Section 18. Definitions.
(a) "Beneficiary" shall mean the person or persons designated in writing by the Participant to receive any undistributed amounts credited to the Participant's Account at his or her death. The designation shall be made on a beneficiary designation form in substantially the form attached hereto ("Beneficiary Designation Form") and shall be filed with the Chairperson of the NCGC at any time by the Participant. Any such designation may be withdrawn or changed in writing, but only the last Beneficiary Designation Form on file with the Company shall be effective. If a Beneficiary shall have predeceased a Participant, or if a Beneficiary shall not have been designated, the Participant's Beneficiary shall be the Participant's estate in accordance with the applicable laws of will and descent.

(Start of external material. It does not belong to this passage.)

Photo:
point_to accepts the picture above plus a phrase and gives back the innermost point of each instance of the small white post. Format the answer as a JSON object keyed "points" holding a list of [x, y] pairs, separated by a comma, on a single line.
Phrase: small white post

(b) "Change in Control" means any of the following transactions: (i) the dissolution or liquidation of the Company; (ii) a merger, consolidation or reorganization of the Company in which the Company is not the surviving corporation; (iii) a sale of all or substantially all of the assets of the Company to another corporation or other entity; or (iv) any other transaction (including a merger or reorganization in which the Company is the surviving corporation) that results in any "person" or "group" (within the meaning of Rule 13d-5 under the Securities Exchange Act of 1934, as amended) beneficially owning (within the meaning of Rule 13d-3 under the Securities Exchange Act of 1934, as amended) more than 50% of the combined voting power of all classes of voting securities of the Company; provided that any such transaction constitutes a "change in control event" within the meaning of Code Section 409A.
(c) "Disability" shall mean, in the case of Grandfathered Fees, the incapacity of the Participant to perform as a Director due to a mental or physical disability which shall have continued for a period of six months and which shall have been certified to by a physician acceptable to the Company. In the case of Non-Grandfathered Fees, "Disability" means if the Participant (i) is unable to engage in any substantial gainful activity by reason of any medically determinable physical or mental impairment which can be expected to result in death or can be expected to last for a continuous period of not less than twelve (12) months, or (ii) is, by reason of any medically determinable physical or mental impairment which can be expected to result in death or can be expected to last for a continuous period of not less than twelve (12) months, receiving income replacement benefits for a period of not less than three (3) months under an accident and health plan covering employees of the Participant's employer.
(d) "Fair Market Value" shall have the meaning ascribed to such term in the Director Plan.
(e) "Participant" shall mean the individuals specified in Section 1.
Section 19. Notices. Any notice or election required or permitted to be given shall be in writing and shall be deemed to be filed (a) on the date it is personally delivered to the Chairperson of the NCGC; (b) three (3) business days after it is sent by registered or certified mail, addressed to the Chairperson of the NCGC; or (c) on the date it is sent if by e-mail or by facsimile to the Chairperson of the NCGC.
Section 20. Governing Law. All rights under this Agreement shall be governed by and construed in accordance with the laws of the State of Connecticut without giving effect to the principles of conflict or choice of law rules of any jurisdiction.